Occasionally, however, there were a few copybook, authentic, and classy strokes, and none more so than a stream of them by India's Suresh Raina while stroking a century off 60 deliveries against South Africa and by Sri Lanka's Mahela Jayawardene while picking the pockets of Zimbabwe in an innings of 100 runs off 64 deliveries, and while blasting the West Indies for 98 not out off 56 deliveries.

Apart from the calculated power-hitting by Watson who hit sixes at will whether he is batting in a Twenty20 match, a 50-over contest, or in a Test match, there were also two innings of near perfect stroke play by Eion Morgan of England, one against the West Indies and one against Ireland, his motherland.

In the women's tournament in St Kitts, there was at least one memorable, probably unforgettable, performance in the three days of competition.

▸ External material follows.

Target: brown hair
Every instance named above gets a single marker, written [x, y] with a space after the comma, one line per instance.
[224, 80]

While all of the matches in the men's contest were on television, not one of the matches in the women's contest was on television, at least not in Jamaica, and that meant I did not see Deandra Dottin's masterpiece last Wednesday, on the opening day of the women's competition.

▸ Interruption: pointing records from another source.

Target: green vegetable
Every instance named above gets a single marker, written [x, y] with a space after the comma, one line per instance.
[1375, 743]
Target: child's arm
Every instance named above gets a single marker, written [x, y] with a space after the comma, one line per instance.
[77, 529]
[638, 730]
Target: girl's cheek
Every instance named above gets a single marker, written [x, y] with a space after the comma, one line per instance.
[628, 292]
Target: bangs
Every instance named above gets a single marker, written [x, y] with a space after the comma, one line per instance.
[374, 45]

Women cannot bat as good as men can, they cannot bowl as fast, they cannot spin the ball as much, in the field they cannot do what men can do, and as far as I am concerned, women cricketers cannot be compared to cricketers of the opposite gender.

Women cricketers, as good as they may be, cannot compete with men cricketers, and it is the same in almost every other sport, including a sport like tennis where Serena Williams and company cannot serve as fast, cannot hit the ball as hard, and cannot move as quickly as Roger Federer and company, or in another sport like track and field where Shelly-Ann Fraser cannot run as fast as Usain Bolt.

Dottin a star

Playing together, however, against their own bowling and their own batting, women look good, they do the basics right, they are worth watching, they are really entertaining, and they are champions.

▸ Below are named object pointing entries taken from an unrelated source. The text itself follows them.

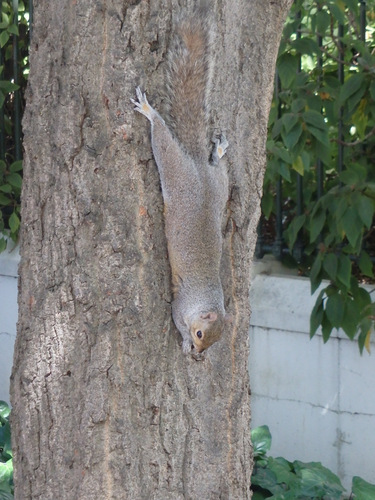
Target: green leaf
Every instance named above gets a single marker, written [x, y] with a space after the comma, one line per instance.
[315, 277]
[350, 177]
[16, 166]
[6, 471]
[261, 439]
[298, 104]
[323, 20]
[362, 490]
[305, 46]
[365, 264]
[314, 118]
[4, 37]
[298, 166]
[330, 265]
[15, 180]
[318, 482]
[365, 207]
[294, 228]
[344, 271]
[3, 244]
[352, 226]
[291, 138]
[316, 315]
[320, 135]
[8, 87]
[335, 309]
[6, 188]
[289, 121]
[338, 12]
[12, 28]
[317, 221]
[351, 318]
[4, 201]
[351, 86]
[4, 409]
[287, 69]
[267, 203]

In cricket, in Jamaica, Stafanie Taylor is a star, and last Wednesday, Dottin became a star.

Walking in the shadow of Taylor, Jamaica's Cricketer of the Year for 2009, for the past year or so, Dottin, a Barbadian, like Taylor, an 18-year-old youngster, lit up Warner Park in Basseterre with a century innings during the women's contest.

In fact, it was the first century in the women's Twenty20 game.

I never saw the innings so I cannot describe the shots. My imagination tells me, however, that they must have been magical.

Going to bat with the West Indies struggling at 52 for four after 9.2 overs, Dottin proceeded to smash 112 not out off 45 deliveries in 40 minutes with seven fours and nine sixes at a strike rate of an amazing 2.489.

That was awesome, and but for the difference in the standard of the bowling and the fielding, it was more dominant than Chris Gayle's innings against South Africa in 2007.

In that innings, the first century in the men's World Twenty20, Gayle scored 117 off 57 deliveries with seven fours and 10 sixes against South Africa in 2007.

With 64 legitimate deliveries remaining in the innings when she went to bat, the figures indicate that Dottin totally dominated the action. Not only did she bat 45 of those 64 deliveries, but with the West Indies reaching 170 for five at the end of the innings after she had joined the action at 52 for four, she also scored all but 18 of the runs scored by the West Indies during her stay at the crease.

In scoring her first 50 off 25 deliveries with three fours and three sixes, she must have been awesome. In scoring her second 50 in 13 deliveries with four fours and six sixes, Dottin must have been simply magnificent.

"When I saw the overs slipping away from us, I decided to go after everything. It was either do-or-die," said the courageous young lady.

Her words reminded me of those by Roy Fredericks when in 1975, after scoring 169 off 145 deliveries with 27 fours and one six against Australia with Denis Lillee and Jeff Thomson in a Test match at Perth, he told me minutes afterwards, "It was them or me."